Claudin-1 up-regulates the repressor ZEB-1 to reduce expression of E-cadherin in colon cancer cells, increasing their invasive activity and reducing anoikis. This pathway is associated with colorectal cancer progression and patient survival.
紧密连接蛋白 Claudin-1 的表达在结肠肿瘤中失调,并与肿瘤的进展相关。Claudin-1 的上调会降低 E-钙黏蛋白的表达。我们研究了 Claudin-1 调节 E-钙黏蛋白表达的机制及其在结肠癌细胞中的作用。
我们使用基因表达分析、免疫印迹和逆转录聚合酶链反应来关联转录抑制因子锌指 E 盒结合同源盒 1(ZEB-1)与 Claudin-1 的表达。我们分析了过表达 Claudin-1 的 SW480 结肠癌细胞或 Claudin-1 表达受抑制的 SW620 细胞,以确定其对 ZEB-1 和 E-钙黏蛋白表达、侵袭活性和抗失巢凋亡的影响。我们研究了表达 Wnt 或磷酸肌醇 3-激酶信号通路中组成性激活或显性负形式因子的细胞,并使用这些通路的药理学抑制剂研究它们在 Claudin-1 依赖性调节 ZEB-1 中的作用。我们使用微阵列分析研究了 260 个结直肠肿瘤和正常结肠样本的基因表达模式。

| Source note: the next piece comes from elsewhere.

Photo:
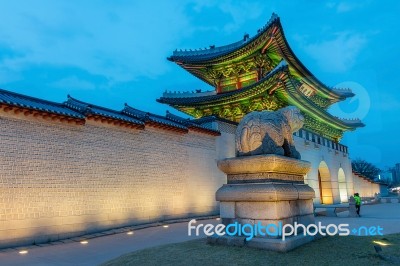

Claudin-1 通过上调 ZEB-1 表达下调 E-钙黏蛋白表达。Claudin-1 激活 Wnt 和磷酸肌醇 3-激酶/Akt 信号通路。ZEB-1 介导 Claudin-1 调节的细胞侵袭和失巢凋亡变化。Claudin-1 在人结肠肿瘤样本中的表达与 ZEB-1 的表达相关。在从正常结肠上皮到结肠腺癌的进展过程中,E-钙黏蛋白的水平降低,而 Claudin-1 和 ZEB-1 的水平升高。结肠肿瘤中 E-钙黏蛋白的下调和 ZEB-1 的上调与较短的生存时间相关。
Claudin-1 上调转录抑制因子 ZEB-1,降低结肠癌细胞中 E-钙黏蛋白的表达,增加其侵袭活性并减少失巢凋亡。该通路与结直肠癌的进展和患者的生存时间相关。